By making a few enhancements, you can significantly reduce the risks
to your practice:
Do a self assessment of your own records:
- Ask a respected colleague to review a
sample of your records.
- Contact the peer review committee of
your state association and request an informal record
review.
- If you use a consultant, ask the company's records expert to
review your records.
Develop a plan:
Does
the problem relate to your forms or how you complete — or
fail to complete — the paperwork? Then:
- Do a critical review of what works and
what doesn't.
- Keep what works. Don't "throw out the
baby with the bathwater."
- Find forms that fit your
practice/technique style.
- Don't reinvent the wheel. Review what is
available commercially or used by colleagues.

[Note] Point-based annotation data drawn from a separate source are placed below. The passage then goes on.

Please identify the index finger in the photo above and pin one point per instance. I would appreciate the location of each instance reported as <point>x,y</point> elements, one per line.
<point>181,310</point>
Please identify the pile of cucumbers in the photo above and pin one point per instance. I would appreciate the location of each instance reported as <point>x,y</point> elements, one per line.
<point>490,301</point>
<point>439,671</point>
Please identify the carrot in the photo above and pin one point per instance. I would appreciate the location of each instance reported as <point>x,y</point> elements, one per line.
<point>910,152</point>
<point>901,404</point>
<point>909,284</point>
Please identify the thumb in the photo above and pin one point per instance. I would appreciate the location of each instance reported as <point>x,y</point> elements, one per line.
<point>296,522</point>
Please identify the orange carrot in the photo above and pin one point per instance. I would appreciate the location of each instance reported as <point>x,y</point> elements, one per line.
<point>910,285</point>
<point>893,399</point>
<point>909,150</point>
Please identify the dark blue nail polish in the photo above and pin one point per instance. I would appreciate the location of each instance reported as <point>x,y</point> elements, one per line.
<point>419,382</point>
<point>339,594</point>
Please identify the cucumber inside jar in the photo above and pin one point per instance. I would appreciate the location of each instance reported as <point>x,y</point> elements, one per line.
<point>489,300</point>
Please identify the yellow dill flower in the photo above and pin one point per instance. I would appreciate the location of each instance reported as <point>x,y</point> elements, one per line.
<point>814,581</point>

- Borrow what works. Don't steal copyrighted works, but ask those
who have solved records problems to share what they use.
Are there significant delays in completing records? If so:
- Is the problem a lack of time or a lack
of discipline?
- Work on revising your schedule — Build
in time each morning and afternoon to "get caught up" on
your records.
- Ask your staff to help you develop the
discipline to complete your records.
- Set a goal to complete all records before leaving each day.
Does every record look identical? Then:
- Study what you write in patient records.
- Create alternate phrases and terms to
describe what you find and see.
- Write down any alternate terms and phrases you use and keep these
close to the area you complete records.
Clinical record keeping is too important to be taken lightly, but
it can be done completely and efficiently — without taking much time
away from patient care.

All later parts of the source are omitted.